Renders the inspect view as a Dataface dashboard using the same underlying profile artifact.

dft inspect table orders --format html --theme light

The cache artifact

The default output path is:

target/inspect.json

This file is the shared contract between the inspector and downstream consumers. It stores:

  • one entry per profiled table
  • the raw profile output
  • baked relationship metadata
  • baked dbt descriptions

The artifact is incremental. Re-running the inspector updates only the tables that changed.

Staleness and --force

Single-table profiling uses a staleness check. If a table is already up to date, Dataface skips the work:

dft inspect table orders

To bypass the staleness check and re-profile anyway:

dft inspect table orders --force

This matters when:

  • the underlying table changed but the local cache has not been refreshed yet
  • you changed profiler logic and want to rebuild old profiles
  • you want to regenerate downstream relationship or description metadata

When other surfaces will profile versus reuse cache

Not every consumer profiles tables automatically.

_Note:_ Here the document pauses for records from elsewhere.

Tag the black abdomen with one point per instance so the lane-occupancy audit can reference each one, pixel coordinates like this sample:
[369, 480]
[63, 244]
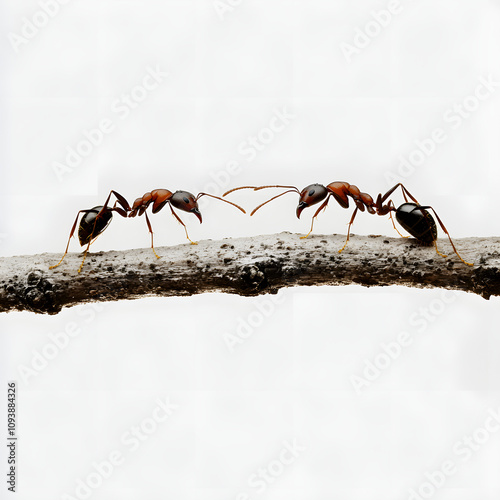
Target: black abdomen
[90, 228]
[418, 222]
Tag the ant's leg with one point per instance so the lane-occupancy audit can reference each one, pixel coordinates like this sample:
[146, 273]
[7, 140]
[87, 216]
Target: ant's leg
[180, 222]
[121, 200]
[70, 236]
[392, 209]
[349, 229]
[448, 234]
[403, 189]
[84, 255]
[151, 231]
[438, 252]
[324, 204]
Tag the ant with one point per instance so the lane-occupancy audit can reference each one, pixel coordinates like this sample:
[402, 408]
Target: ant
[94, 222]
[182, 200]
[413, 217]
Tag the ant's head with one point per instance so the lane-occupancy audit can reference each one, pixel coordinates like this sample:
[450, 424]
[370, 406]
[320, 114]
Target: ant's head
[311, 195]
[187, 202]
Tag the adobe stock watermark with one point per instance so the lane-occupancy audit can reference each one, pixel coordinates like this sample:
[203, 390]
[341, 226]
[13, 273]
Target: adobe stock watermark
[131, 441]
[364, 36]
[121, 108]
[31, 27]
[391, 351]
[266, 476]
[223, 7]
[57, 343]
[453, 118]
[249, 149]
[246, 327]
[462, 451]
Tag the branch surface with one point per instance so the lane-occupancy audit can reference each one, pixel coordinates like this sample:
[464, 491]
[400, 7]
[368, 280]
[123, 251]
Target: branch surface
[248, 267]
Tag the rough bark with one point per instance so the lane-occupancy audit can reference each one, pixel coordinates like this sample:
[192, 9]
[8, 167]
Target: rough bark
[246, 266]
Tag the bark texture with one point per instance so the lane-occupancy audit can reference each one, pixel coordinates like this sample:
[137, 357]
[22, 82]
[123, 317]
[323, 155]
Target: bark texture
[248, 267]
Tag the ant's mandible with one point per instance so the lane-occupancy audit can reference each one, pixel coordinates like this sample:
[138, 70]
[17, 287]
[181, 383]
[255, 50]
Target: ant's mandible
[181, 200]
[413, 217]
[94, 222]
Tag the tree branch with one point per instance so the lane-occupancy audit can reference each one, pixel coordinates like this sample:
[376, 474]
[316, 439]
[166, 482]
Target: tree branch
[248, 267]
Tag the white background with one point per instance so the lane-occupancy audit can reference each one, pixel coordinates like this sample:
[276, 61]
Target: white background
[290, 378]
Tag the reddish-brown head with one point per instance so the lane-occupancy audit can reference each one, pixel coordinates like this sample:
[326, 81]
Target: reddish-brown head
[187, 202]
[311, 195]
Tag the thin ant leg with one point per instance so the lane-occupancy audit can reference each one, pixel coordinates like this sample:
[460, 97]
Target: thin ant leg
[403, 189]
[182, 223]
[217, 198]
[448, 234]
[273, 198]
[324, 204]
[151, 231]
[349, 229]
[393, 209]
[258, 188]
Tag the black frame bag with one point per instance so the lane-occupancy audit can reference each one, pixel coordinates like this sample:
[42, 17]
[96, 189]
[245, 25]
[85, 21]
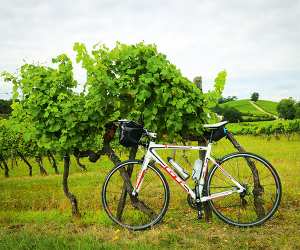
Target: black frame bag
[130, 134]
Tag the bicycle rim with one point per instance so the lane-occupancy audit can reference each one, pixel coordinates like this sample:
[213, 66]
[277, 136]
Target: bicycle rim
[122, 208]
[258, 202]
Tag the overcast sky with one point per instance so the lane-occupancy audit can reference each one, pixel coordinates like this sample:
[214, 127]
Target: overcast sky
[256, 41]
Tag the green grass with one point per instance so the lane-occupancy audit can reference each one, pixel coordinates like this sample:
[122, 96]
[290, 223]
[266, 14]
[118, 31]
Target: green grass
[268, 106]
[244, 106]
[34, 213]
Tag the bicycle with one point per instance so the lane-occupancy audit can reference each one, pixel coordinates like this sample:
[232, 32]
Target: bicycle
[242, 189]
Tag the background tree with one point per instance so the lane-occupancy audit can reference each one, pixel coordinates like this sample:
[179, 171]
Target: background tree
[254, 97]
[286, 108]
[297, 110]
[129, 81]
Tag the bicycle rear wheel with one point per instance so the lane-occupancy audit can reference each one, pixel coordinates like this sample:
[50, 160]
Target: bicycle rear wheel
[135, 212]
[258, 202]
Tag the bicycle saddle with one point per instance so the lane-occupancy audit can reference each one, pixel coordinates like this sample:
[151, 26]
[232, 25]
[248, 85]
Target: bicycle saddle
[215, 125]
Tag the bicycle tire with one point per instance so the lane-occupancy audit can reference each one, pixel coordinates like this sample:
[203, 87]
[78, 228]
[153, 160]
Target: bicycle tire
[264, 207]
[154, 194]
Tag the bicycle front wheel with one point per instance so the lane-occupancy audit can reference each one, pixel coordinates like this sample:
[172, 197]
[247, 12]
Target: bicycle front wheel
[262, 194]
[135, 212]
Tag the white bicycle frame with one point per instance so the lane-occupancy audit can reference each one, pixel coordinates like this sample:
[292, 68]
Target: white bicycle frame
[153, 155]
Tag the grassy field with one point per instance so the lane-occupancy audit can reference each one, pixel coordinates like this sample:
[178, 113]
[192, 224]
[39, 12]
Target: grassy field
[268, 106]
[244, 106]
[34, 214]
[251, 112]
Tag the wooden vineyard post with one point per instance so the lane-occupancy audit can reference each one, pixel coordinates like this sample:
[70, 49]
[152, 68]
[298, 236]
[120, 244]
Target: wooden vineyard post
[70, 196]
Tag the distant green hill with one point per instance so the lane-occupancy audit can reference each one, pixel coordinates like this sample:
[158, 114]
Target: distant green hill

  • dft inspect profiles and writes cache entries.
  • catalog(table='orders') prefers cached data.
  • catalog(table='orders') does not auto-profile on a cache miss.
  • catalog(table='orders', force_refresh=True) profiles immediately.
  • get_schema_context() prefers cached profiles, but falls back to live schema introspection when no cached profile exists.

That split is intentional:

  • profiling can be expensive
  • cached context is stable and reusable
  • schema browsing should still work even before a full profiling run

For a project that is actively being explored:

  1. Run dft inspect to build the catalog cache.
  2. Run dft inspect audit to see where context is thin.
  3. Add or improve dbt descriptions in models/**/schema.yml.
  4. Re-run dft inspect so the cache bakes in updated descriptions and relationships.
  5. Use catalog() and AI features on top of the cached context.

If you only care about one model, use dft inspect table <name> first and expand to the full catalog later.